Computational Efficiency of the WRF-CMAQ model

nna · December 14, 2023, 4:01am

Hi all,

I’ve encountered an issue where running a one-day CMAQ simulation takes an entire day (using 64 cores with mpirun). I’m working with CMAQv5.4, and the simulation encompasses the CONUS (US1) with a grid resolution of 12 km and 459*299 grids. The simulation relies on emissions from EQUATES, including in-line point emissions

I have examined the options in “bldit_cctm.csh” and “run_cctm.csh” and found nothing unusual. The commands related to mpirun are as follows. Could you provide some insights into potential reasons for this issue (e.g., other configurations)? Specifically, I’m curious if in-line emissions, such as point sources, lightning NOx, and biogenic emissions, might be significantly influencing the simulation duration. I have attached one logfile.
CTM_LOG_001.v54_intel_2023_12US1_20230116.txt (715.3 KB)

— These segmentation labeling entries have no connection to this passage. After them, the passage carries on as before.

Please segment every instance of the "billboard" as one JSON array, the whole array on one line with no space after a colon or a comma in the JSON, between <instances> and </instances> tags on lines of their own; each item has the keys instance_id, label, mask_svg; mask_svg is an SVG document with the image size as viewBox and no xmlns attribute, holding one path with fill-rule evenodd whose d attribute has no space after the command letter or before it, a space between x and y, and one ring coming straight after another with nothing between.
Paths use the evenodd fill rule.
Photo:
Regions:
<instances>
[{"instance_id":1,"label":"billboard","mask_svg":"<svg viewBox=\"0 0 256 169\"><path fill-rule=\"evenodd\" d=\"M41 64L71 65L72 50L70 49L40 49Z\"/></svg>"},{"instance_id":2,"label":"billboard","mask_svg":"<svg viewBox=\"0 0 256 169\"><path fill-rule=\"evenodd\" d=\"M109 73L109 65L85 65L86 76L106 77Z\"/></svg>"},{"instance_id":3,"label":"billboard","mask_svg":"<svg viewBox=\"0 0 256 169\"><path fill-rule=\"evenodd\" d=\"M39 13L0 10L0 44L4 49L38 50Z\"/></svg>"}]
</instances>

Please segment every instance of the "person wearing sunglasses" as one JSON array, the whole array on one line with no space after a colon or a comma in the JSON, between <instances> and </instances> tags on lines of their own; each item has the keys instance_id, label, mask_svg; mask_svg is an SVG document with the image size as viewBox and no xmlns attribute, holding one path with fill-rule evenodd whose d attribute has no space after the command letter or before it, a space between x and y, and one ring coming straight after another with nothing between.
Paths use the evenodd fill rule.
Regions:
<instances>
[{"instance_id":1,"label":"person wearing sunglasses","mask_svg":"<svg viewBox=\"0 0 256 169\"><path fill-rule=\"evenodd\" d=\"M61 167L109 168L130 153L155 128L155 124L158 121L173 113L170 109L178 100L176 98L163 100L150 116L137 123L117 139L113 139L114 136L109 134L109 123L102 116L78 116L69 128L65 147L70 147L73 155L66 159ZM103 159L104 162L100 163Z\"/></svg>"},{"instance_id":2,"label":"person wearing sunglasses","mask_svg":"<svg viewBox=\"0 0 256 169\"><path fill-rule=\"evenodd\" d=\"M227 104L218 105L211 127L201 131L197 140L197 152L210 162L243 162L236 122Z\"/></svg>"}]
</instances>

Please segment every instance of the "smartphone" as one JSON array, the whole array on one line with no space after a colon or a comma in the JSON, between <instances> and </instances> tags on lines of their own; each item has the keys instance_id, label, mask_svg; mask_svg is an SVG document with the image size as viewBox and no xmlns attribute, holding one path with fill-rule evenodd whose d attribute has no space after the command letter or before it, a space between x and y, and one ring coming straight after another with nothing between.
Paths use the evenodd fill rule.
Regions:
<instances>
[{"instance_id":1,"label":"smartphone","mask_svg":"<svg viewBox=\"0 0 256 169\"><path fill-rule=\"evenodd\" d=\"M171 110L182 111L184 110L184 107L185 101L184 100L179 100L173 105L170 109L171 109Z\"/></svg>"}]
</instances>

Thank you for your time and help!

set ParOpt

if ( $PROC == serial ) then
   setenv NPCOL_NPROW "1 1"; set NPROCS   = 1 # single processor setting
else
   @ NPCOL  =  8; @ NPROW =  8
   @ NPROCS = $NPCOL * $NPROW
   setenv NPCOL_NPROW "$NPCOL $NPROW";
endif

set MPI = /opt/intel/compilers_and_libraries_2018.5.274/linux/mpi/intel64/bin/
set MPIRUN = $MPI/mpirun
( /usr/bin/time -p mpirun -np $NPROCS $BLD/$EXEC ) |& tee buff_${EXECUTION_ID}.txt

cgnolte · December 14, 2023, 1:25pm

If you want to try running without point sources, change the run script to:
setenv N_EMIS_PT 0

hogrefe.christian · December 14, 2023, 1:32pm

This is much longer than I would expect. When we ran EQUATES 2019 for January 16 (the same day you’re borrowing emissions from) using 256 cores, we saw about 5 seconds per model time step, whereas you see typical values of about 200 seconds. Even if CMAQ scaled perfectly from 64 to 256 cores, your run is still about 10 times slower than what we saw.

Large number of inline point sources have the potential to slow down the model a bit, though this has been improved in CMAQv5.4. You could try running a test without inline point sources, but I don’t think it will change your runtime by an order of magnitude. System setup issues such as communication between nodes might be more of an issue. Inline lightning and biogenic emissions do not add a significant computational burden so I wouldn’t expect much of a change not invoking those options.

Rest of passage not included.